En réaction à l’invasion russe en Ukraine, le gouvernement de Taïwan vient de prendre une série de sanctions contre le pays de Vladimir Poutine et le Belarus.
Dans la foulée de nombreux pays européens et des États-Unis, le gouvernement de Taïwan vient à son tour de décider d’une série de sanctions contre la Russie et le Belarus. Les fondeurs taïwanais vont désormais cesser de leur vendre des processeurs modernes qui sont à la base de toutes les nouvelles technologies. Le Kremlin va donc devoir se fournir ailleurs… ou se contenter de puces véritablement préhistoriques par rapport aux standards actuels.
Il s’agit évidemment d’une réaction directe à l’offensive de Vladimir Poutine, qui n’a toujours pas mis fin à sa tentative d’annexion de l’Ukraine. Dans ce contexte, les puces informatiques deviennent ce qu’on appelle une “technologie à double usage”; il s’agit d’objets conçus pour un usage civil, mais qui peuvent également servir dans un contexte militaire.
C’est évidemment le cas pour les processeurs puisque tous les systèmes de communication, de localisation, de navigation et ainsi de suite nécessitent des puces informatiques pour fonctionner.
Et parmi toutes les sanctions décidées jusqu’à présent, celle-ci fait assurément partie des plus importantes. Car malgré sa taille relativement petite, l’île est une véritable forteresse technologique qui pèse très lourd à l’international.
Des puces complètement dépassées
Dans le sillage de TSMC, le leader mondial incontesté et incontestable de cette industrie, Taïwan fait tout simplement la pluie et le beau temps au royaume des processeurs et, par extension, dans tout l’écosystème informatique. Autant dire que cette décision pourrait avoir un impact non négligeable sur le numérique russe.
Car désormais, les autorités russes seront privées de tous les processeurs qui proposent une vitesse de calcul supérieure à 5 GFLOPS. À titre de comparaison, c’est presque exactement la puissance de calcul … d’une Nintendo 3DS. Ils n’auront plus non plus droit aux puces dont la fréquence dépasse 25 MHz. Là encore, cela limite le catalogue aux plus vieux modèles; aujourd’hui, les fondeurs raisonnent exclusivement en GHz, soit en milliers de MHz.
Et au cas où ces restrictions étaient encore trop permissives, les responsables taïwanais ont enfoncé le clou. Ils ont aussi limité la taille de l’unité arithmétique et logique, ou ALU à 32 bits. Une taille extrêmement modeste pour cet élément absolument fondamental du CPU; c’est en effet cet ALU qui permet de réaliser toutes les opérations mathématiques de base qui sous-tendent le fonctionnement du CPU. Les autorités taïwanaises ont aussi choisi de bannir tous les CPU qui disposent de plus de 144 broches. Pour contextualiser, il faut remonter jusqu’à l’édition 1985 du catalogue Intel pour trouver une puce avec aussi peu de pins….

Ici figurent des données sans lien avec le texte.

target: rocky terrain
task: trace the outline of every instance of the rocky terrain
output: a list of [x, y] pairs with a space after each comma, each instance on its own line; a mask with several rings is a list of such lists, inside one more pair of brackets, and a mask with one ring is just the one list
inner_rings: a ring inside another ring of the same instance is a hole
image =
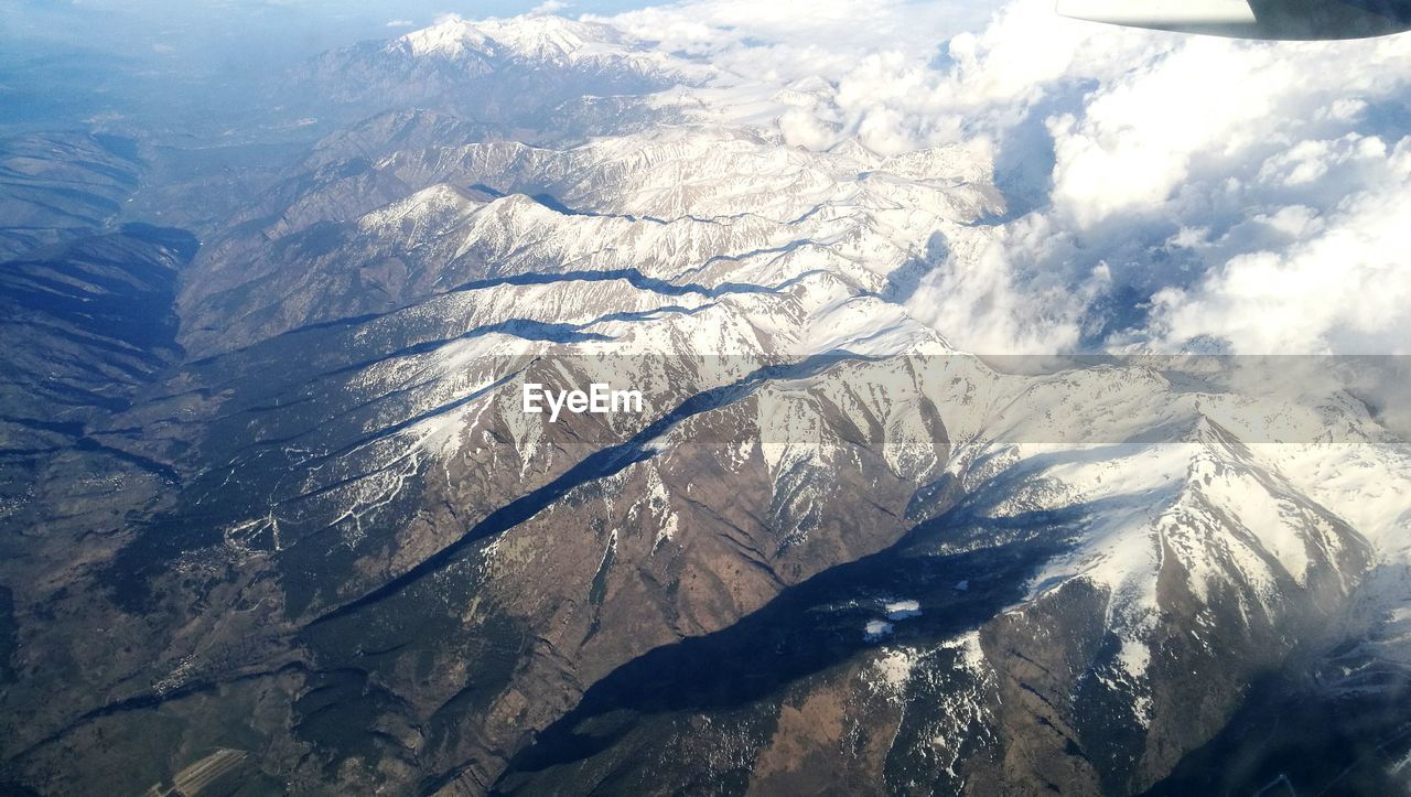
[[[114, 206], [155, 158], [6, 150], [6, 789], [1411, 783], [1411, 451], [955, 350], [907, 299], [1006, 223], [983, 151], [789, 147], [827, 86], [557, 17], [296, 78], [358, 121], [190, 231]], [[522, 409], [593, 382], [643, 412]]]

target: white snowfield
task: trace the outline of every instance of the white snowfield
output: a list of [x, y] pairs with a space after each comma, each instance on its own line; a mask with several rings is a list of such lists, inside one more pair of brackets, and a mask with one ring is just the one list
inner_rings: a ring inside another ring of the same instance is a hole
[[[546, 450], [543, 419], [518, 408], [536, 357], [535, 381], [552, 368], [564, 385], [641, 389], [648, 412], [618, 419], [625, 439], [763, 364], [848, 353], [751, 392], [752, 433], [775, 489], [796, 489], [801, 473], [824, 474], [814, 489], [832, 488], [825, 474], [855, 456], [840, 420], [849, 419], [871, 430], [868, 444], [897, 475], [919, 487], [957, 480], [964, 498], [954, 512], [972, 523], [1048, 518], [1041, 533], [1070, 544], [1034, 574], [1027, 601], [1074, 581], [1101, 588], [1105, 622], [1122, 640], [1112, 677], [1133, 694], [1157, 655], [1150, 640], [1173, 600], [1170, 578], [1209, 622], [1233, 612], [1277, 625], [1290, 595], [1307, 594], [1356, 607], [1349, 622], [1400, 629], [1383, 639], [1408, 639], [1411, 447], [1349, 394], [1249, 389], [1163, 358], [1007, 374], [952, 350], [945, 330], [913, 315], [906, 299], [916, 282], [981, 257], [1005, 223], [985, 152], [886, 158], [856, 141], [789, 147], [777, 120], [792, 104], [824, 102], [810, 93], [817, 86], [713, 72], [601, 24], [456, 20], [389, 47], [416, 58], [511, 54], [545, 68], [591, 62], [689, 79], [650, 97], [679, 109], [679, 124], [560, 148], [447, 142], [375, 162], [409, 190], [343, 220], [370, 250], [418, 255], [402, 258], [406, 272], [389, 286], [408, 305], [358, 334], [423, 329], [426, 341], [443, 343], [361, 372], [368, 401], [402, 392], [411, 403], [395, 418], [370, 418], [368, 442], [312, 473], [295, 499], [305, 513], [322, 508], [349, 544], [409, 474], [498, 444], [494, 429], [511, 430], [525, 471], [539, 457], [567, 456]], [[317, 190], [305, 197], [310, 206]], [[542, 281], [512, 279], [523, 275]], [[571, 337], [526, 337], [509, 322], [559, 324]], [[406, 418], [423, 420], [396, 426]], [[693, 437], [701, 426], [663, 429], [656, 456], [703, 442]], [[742, 467], [749, 449], [722, 453], [725, 467]], [[652, 505], [670, 506], [669, 488], [653, 484], [662, 495]], [[673, 544], [669, 521], [667, 512], [659, 549]], [[969, 544], [982, 543], [955, 540], [957, 550]], [[919, 608], [903, 604], [885, 611], [904, 619]], [[876, 619], [864, 633], [880, 640], [892, 631]], [[981, 667], [974, 639], [952, 647]], [[904, 680], [903, 664], [886, 659], [883, 680]]]

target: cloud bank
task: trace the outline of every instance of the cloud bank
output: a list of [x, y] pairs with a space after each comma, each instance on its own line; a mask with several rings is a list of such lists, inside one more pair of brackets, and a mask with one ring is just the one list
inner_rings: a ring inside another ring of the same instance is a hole
[[807, 87], [772, 120], [790, 144], [992, 152], [1013, 213], [910, 300], [962, 348], [1411, 341], [1411, 35], [1184, 37], [1064, 20], [1050, 0], [718, 0], [612, 23]]

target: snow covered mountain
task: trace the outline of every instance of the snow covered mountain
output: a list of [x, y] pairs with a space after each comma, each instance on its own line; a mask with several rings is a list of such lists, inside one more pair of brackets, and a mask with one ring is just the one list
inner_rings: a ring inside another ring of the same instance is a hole
[[367, 118], [203, 237], [182, 354], [85, 419], [171, 484], [27, 499], [6, 777], [1259, 789], [1291, 704], [1405, 787], [1405, 714], [1346, 707], [1411, 694], [1411, 451], [1219, 360], [957, 351], [906, 300], [1006, 223], [983, 148], [792, 147], [818, 86], [547, 16], [301, 79]]

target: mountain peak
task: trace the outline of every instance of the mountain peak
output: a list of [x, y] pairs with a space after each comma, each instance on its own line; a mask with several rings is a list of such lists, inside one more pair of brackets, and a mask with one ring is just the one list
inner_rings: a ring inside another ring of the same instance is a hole
[[632, 42], [619, 31], [597, 23], [580, 23], [552, 14], [473, 21], [447, 17], [429, 28], [412, 31], [398, 42], [416, 56], [460, 58], [467, 52], [533, 61], [573, 62], [600, 55], [621, 55]]

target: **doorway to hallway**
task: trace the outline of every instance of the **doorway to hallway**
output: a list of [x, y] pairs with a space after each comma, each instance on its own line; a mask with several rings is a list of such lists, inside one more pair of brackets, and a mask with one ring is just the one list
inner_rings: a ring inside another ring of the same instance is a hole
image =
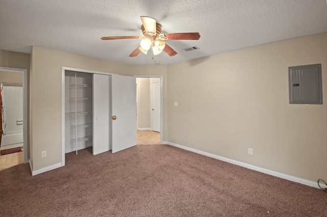
[[161, 76], [137, 76], [137, 144], [162, 144]]

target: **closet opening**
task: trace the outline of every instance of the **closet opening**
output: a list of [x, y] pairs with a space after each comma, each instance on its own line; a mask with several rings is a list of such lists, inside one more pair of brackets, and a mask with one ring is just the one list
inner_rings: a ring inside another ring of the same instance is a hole
[[61, 88], [61, 166], [67, 153], [136, 145], [135, 77], [63, 67]]
[[65, 72], [65, 153], [93, 145], [92, 75]]

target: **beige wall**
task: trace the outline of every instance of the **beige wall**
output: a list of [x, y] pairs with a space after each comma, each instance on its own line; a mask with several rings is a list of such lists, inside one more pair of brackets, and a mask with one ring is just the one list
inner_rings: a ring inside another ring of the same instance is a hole
[[137, 83], [137, 128], [149, 128], [150, 111], [150, 78], [136, 78]]
[[22, 73], [21, 72], [0, 71], [0, 83], [20, 84], [22, 86]]
[[160, 75], [162, 79], [162, 140], [168, 141], [168, 110], [167, 104], [167, 66], [160, 65], [128, 65], [128, 70], [125, 71], [125, 75], [147, 75], [149, 76]]
[[[160, 75], [167, 82], [166, 66], [126, 65], [37, 47], [33, 47], [31, 63], [30, 141], [34, 171], [61, 162], [62, 67], [131, 76]], [[41, 158], [44, 150], [48, 156]]]
[[[62, 67], [122, 74], [125, 65], [33, 47], [31, 74], [31, 126], [33, 169], [61, 162]], [[41, 158], [46, 150], [48, 156]]]
[[30, 57], [27, 53], [0, 50], [0, 66], [29, 70]]
[[[288, 67], [317, 63], [323, 104], [289, 104]], [[327, 179], [327, 33], [177, 63], [167, 71], [169, 142]]]

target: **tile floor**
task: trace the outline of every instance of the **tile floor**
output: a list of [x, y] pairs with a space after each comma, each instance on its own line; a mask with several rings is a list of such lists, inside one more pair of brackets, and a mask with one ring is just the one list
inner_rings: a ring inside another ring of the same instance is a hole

Enfin, les fondeurs ont aussi pour consigne de cesser l’export de tous les CPU avec un temps moyen de propagation entre les portes logiques inférieur à 0,4 nanoseconde. Ce terme désigne le temps que le courant électrique met pour passer d’une sous-unité logique du CPU à la suivante. C’est une métrique très importante puisque les performances de la puce en dépendent directement à tous les étages. Intuitivement, 0,4 nanoseconde pourrait sembler très rapide, mais c’est en fait un temps de passage là encore très éloigné des standards actuels.
La Russie va-t-elle se tourner vers la Chine ?
Autant dire que Taïwan n’a pas fait les choses à moitié. Et au cas où si ces restrictions draconiennes ne suffisaient pas, toutes les exportations de matériel associé à la production de semi-conducteurs ont aussi été interdites.
Cette décision n’aura probablement pas d’impact immédiat. En revanche, plus le temps passera, plus ses conséquences deviendront perceptibles. Car en l’état, la Russie ne dispose tout simplement pas d’une industrie microélectronique suffisamment mature pour assurer sa production elle-même.
Elle devra donc forcément se tourner vers d’autres acteurs, car il est tout simplement inconcevable de se contenter des puces qui respectent ces critères. Le Kremlin pourrait par exemple aller se fournir en Chine; même si les fondeurs chinois font encore pâle figure à côté des Taïwanais, leur industrie est tout de même plus mature que celle des Russes. Et surtout, elle a la capacité de produire en masse – deux critères qui pourraient bien déboucher sur une collaboration.